**Responsibilities**:
- Design, develop, and implement data pipelines for ingesting, pre-processing, and transforming diverse data types (html, Image,.pdf, Audio, video) for Generative AI model training and inference.
- Engineer data for vector databases (e.g., Pinecone, Redis, Chroma) and Large Language Models (LLM, GPT-4, Claude 2.0) and for tasks like text summarization, entity extraction, and classification.
- Build and maintain efficient data storage solutions, including data lakes, warehouses, and databases suitable for large-scale generative AI datasets. Implement data security and governance policies to safeguard the privacy and integrity of sensitive data used in Generative AI projects.
- Collaborate with data scientists and engineers to understand data requirements for Generative AI models and translate them into efficient data pipelines.
- Monitor and optimize data pipelines for performance, scalability, and cost-effectiveness.
- Build analytical tools to utilize the data pipeline, providing actionable insight into key business performance metrics, including operational efficiency and customer acquisition.
- Work with stakeholders, including data, design, product, and executive teams, and assisting them with data-related technical issues
- Collaborate with stakeholders, including the Executive, Product, Data, and Design teams, to support their data infrastructure needs while assisting with data-related technical issues.
**Qualifications**:
- Bachelor's degree in computer science, data science, statistics, or a related field, or equivalent experience.
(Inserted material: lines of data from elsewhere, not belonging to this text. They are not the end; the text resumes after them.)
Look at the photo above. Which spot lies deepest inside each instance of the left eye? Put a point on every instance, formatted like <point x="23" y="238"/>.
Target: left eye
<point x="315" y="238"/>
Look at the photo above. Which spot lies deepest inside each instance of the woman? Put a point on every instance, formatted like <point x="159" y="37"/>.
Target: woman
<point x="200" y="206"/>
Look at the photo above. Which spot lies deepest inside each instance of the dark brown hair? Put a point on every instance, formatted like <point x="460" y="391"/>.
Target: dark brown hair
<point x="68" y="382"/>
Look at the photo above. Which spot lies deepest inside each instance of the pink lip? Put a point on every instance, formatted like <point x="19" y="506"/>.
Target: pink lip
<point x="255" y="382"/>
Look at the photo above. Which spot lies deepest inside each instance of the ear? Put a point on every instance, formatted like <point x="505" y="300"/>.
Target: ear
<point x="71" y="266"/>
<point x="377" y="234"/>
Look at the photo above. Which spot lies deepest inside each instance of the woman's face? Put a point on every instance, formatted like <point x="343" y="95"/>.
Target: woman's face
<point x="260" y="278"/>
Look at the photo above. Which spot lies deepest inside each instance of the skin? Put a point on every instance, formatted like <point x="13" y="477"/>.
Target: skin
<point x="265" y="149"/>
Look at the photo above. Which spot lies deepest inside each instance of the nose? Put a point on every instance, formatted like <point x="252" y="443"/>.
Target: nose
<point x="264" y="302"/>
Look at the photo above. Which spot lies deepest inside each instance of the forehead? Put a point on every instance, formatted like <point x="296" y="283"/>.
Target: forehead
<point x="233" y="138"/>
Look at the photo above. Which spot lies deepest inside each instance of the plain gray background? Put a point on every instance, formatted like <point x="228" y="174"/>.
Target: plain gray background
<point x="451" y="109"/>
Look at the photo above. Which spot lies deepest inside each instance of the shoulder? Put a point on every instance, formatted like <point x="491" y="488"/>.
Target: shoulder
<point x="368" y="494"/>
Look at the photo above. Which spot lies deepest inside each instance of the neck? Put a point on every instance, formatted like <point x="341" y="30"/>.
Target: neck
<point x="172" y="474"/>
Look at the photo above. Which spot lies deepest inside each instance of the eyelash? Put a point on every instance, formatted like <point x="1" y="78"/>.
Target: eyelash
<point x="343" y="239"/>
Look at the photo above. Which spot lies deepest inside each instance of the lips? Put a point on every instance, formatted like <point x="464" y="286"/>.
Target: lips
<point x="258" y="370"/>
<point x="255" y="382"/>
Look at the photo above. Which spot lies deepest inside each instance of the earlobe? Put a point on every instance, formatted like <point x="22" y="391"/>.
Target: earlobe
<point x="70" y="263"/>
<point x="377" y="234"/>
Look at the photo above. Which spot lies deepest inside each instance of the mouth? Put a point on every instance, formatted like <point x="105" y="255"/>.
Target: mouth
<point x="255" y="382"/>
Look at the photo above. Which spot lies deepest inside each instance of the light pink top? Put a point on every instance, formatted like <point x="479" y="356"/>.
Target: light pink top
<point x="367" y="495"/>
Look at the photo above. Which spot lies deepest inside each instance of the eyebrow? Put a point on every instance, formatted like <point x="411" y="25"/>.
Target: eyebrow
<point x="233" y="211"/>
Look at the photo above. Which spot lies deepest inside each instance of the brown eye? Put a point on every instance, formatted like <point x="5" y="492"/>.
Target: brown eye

- 6+ years of proven experience in data engineering, ETL, SQL, database, JSON data, data pipeline development, building data platforms, and data storage technologies.
- 2+ years of experience building and maintaining data pipelines for machine learning projects.
- Strong understanding of data structures, data modeling principles, data quality measures, and data security best practices, with experience in transforming, cleaning, and organizing unstructured data
- High proficiency in Python, SQL, and scripting languages.
- Experience in continuous integration/deployments for large data pipelines and familiarity with containerization technologies (e.g., Docker) and orchestration tools (e.g., Kubernetes) for scalable and efficient model deployment.
- Familiarity with implementing data and/or machine learning algorithms in production systems (e.g. AWS Sagemaker, GCP Datalab, or custom implementation);
- Hands-on experience with cloud platforms (e.g., OCI, AWS, GCP, Azure) for data storage and processing, along with Gen AI services like OCI Gen AI, Azure AI Services, or AWS BedRock.
- Strong problem-solving skills and the ability to analyze data and design solutions to complex data issues.
- Familiarity with modern ETL stack (Airflow, DBT, Snowflake), data stream frameworks (Kafka, Kinesis), vector databases (e.g., Pinecone, Redis, Chroma) and OpenSearch / Elasticsearch.
- Understanding of Large Language Models (LLM, GPT-4, Claude 2.0) for tasks like text summarization, entity extraction, and classification.
- Excellent communication skills and the ability to convey complex technical concepts to non-technical stakeholders.
- Ability to work independently and collaboratively in a fast-paced environment.
- Practical knowledge of Agile project management and software development methodologies such as Scrum and SAFe.
- Experiencing working with globally distributed teams.